Prisoners’ friends and families often provide the only opportunity incarcerated individuals will have to re-connect with a job and a support network that can prevent them from returning to prison. We need more people connecting to those in prison, not fewer. Sound public policy dictates that we should not disincentivize the very behavior that will help us keep families together and in turn reduce future crime.
It does not have to be this way. The U.S. Bureau of Prisons and several states that have rejected these commission payments charge reasonable rates and maintain superior levels of security. A recent study by the Government Accountability Office found that the Bureau of Prisons typically charged less than most state prison systems, yet continued to produce some profit for use by the prison, and also met its security objectives. To illustrate, the Bureau of Prisons charged 6 cents per minute for local calls and 23 cents per minute for long-distance calls, and generated $34 million in profits in 2010.
In sum, the exorbitant rates paid by prisoners’ families increase recidivism, and place an undue and unfair burden upon the innocent. These spiraling costs are not attributable to security needs and cannot be corrected by a marketplace solution. As the only agency with jurisdiction over long distance rates, the Federal Communications Commission is the correct venue to resolve this problem. A firm stance by the Commission, along with recommendations that will help guide the state regulatory bodies with authority over local telephone rates, will provide a strong impetus to improve the situation at every level. Prisoners will be able to be in more frequent contact with their loved ones, and the public will be safer as a result.
For all the above reasons, we urge you to cap interstate prison phone call rates and take up the long-overdue task of protecting a vulnerable population from abusive practices. Thank you for your consideration.

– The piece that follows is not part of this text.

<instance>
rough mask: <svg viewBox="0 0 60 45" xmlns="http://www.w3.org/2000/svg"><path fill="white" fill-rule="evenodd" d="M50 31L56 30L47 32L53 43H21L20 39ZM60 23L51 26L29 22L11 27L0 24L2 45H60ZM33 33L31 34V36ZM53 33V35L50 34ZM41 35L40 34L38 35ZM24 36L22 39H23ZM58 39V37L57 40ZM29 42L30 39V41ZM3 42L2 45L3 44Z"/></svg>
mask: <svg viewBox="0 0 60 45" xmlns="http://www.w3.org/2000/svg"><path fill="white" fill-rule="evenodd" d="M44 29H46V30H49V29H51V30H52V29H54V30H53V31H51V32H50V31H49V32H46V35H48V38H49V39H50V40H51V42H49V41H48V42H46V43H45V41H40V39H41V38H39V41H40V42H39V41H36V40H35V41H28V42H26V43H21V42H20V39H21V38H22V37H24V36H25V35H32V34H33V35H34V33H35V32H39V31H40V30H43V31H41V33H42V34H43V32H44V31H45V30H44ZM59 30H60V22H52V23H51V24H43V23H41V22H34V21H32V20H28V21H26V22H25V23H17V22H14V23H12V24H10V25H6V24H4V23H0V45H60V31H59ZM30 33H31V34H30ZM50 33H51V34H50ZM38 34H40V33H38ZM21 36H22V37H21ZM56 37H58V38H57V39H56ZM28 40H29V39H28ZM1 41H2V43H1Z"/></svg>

The Leadership Conference on Civil and Human Rights
Rabbi Menachem Katz, The Aleph Institute*
David Keene, American Conservative Union*
Gary Bauer, American Values*
Asian American Justice Center
Chris Cannon, Cannon Industries, Inc.*
Center for Constitutional Rights
Center for Media Justice
Charles Hamilton Houston Institute for Race and Justice
The Constitution Project
Tom McClusky, FRC Action*
Human Rights Defense Center
Galen Carey, National Association of Evangelicals*
National Council of La Raza
National Hispanic Media Coalition
National Urban League
New America Foundation, Open Technology Initiative
Rev. Lou Sheldon and Andrea Lafferty, Traditional Values Coalition*
United Church of Christ, OC, Inc.
United Methodist Church, General Board of Church and Society
Washington Lawyers’ Committee for Civil Rights & Urban Affairs
*Institutional affiliation listed for identification purposes only.